Interior Secretary Ryan Zinke said letting nature take its course is costing too much in money and lives, and added that few other countries follow that policy.
Just letting fuel build up, he said, is "inexcusable and shameful because we can actively manage our holdings to remove the dead and dying timber and restore the health of the forest. Other countries do it. German does it."
In an interview with Secrets in advance of issuing a new directive demanding a policy change, he said in the past, "their thinking was let nature take its course. It's the naturalist in extreme." Zinke added, "Nature is on geologic time."
In a memo to department officials last week, Zinke said:
"I am directing you to think about fire in a new and aggressive way. Address the threat of fire in all of your activities, rather than engaging only the fire staff. All land managers across the Department of the Interior (Department) have a responsibility, using the full range of existing authorities, to consider using fuels management to achieve their programs' and units' resource- and land-management objectives. Where dead and dying trees have become hazards that can carry fire across our boundaries or into areas that are a threat to values-at-risk, we must move aggressively to minimize that threat."
Zinke told Secrets that huge wildfires like the one ravaging the Columbia River Gorge are burning "hotter and longer" due to the build up of old and dead logs and vegetation.
Zinke told us that he wants all of that cleaned up and old logs sold. His goal is to "look at a forest as a system and managing it better as a system."
He would sell old and dead timber to contractors, even "mom and pop" local saw mills, rather than let the wood rot. He said that dead timber has "value."
That money could then be used to improve forests, parks and help offset the $11 billion needed to improve the infrastructure of Interior properties.

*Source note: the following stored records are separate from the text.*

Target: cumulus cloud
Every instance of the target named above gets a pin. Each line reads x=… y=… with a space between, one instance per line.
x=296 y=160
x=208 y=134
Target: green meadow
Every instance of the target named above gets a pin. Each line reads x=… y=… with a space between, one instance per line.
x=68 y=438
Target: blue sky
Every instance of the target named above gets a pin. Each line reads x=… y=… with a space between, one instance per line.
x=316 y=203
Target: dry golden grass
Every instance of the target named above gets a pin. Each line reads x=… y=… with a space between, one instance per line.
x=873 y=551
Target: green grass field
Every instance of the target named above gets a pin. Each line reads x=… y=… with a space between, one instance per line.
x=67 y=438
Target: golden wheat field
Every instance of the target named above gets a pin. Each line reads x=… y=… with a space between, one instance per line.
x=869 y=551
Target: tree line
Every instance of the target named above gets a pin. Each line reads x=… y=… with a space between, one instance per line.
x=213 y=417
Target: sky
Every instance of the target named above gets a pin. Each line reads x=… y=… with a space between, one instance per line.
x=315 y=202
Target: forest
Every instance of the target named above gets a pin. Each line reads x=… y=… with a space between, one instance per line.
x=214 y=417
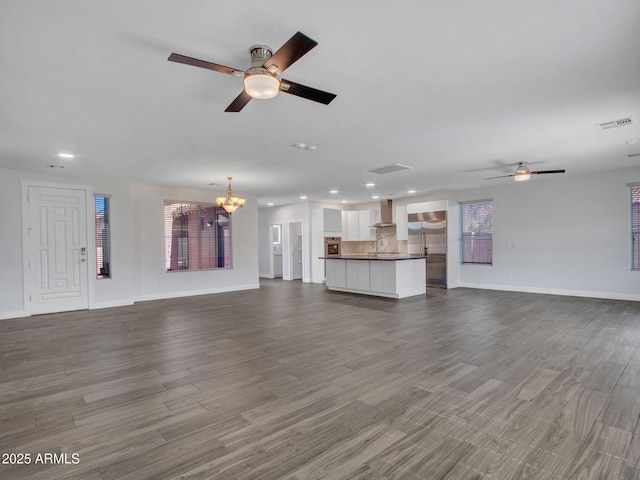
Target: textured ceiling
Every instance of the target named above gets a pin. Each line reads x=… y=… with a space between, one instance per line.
x=449 y=88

"We simply cannot afford to continue business as usual. We must do everything we can to address the steady accumulation of fuels on our Nation's public lands and the resulting increased threats from catastrophic wildfires," added Zinke's memo.
Critics are likely to attack the new policy, but in its release of the Zinke memo Interior lined up several key supporters to voice their agreement with the secretary.
"If we don't start managing our forests, the forests are going to start managing us," said Montana Sen. Steve Daines. "The fires burning across Montana are a catastrophe, and we need all available resources to combat this threat. I applaud Secretary Zinke's action to focus resources on attacking wildfires."
Bryan Rice, director of the Office of Wildland Fire, added, "It is critical to fully consider the benefits of fuels reduction in the everyday management activities that we carry out for our public land management objectives, such as clearing along roadsides, around visitor use areas like campgrounds and trails, near employee housing areas, and within administrative site areas subject to wildfire."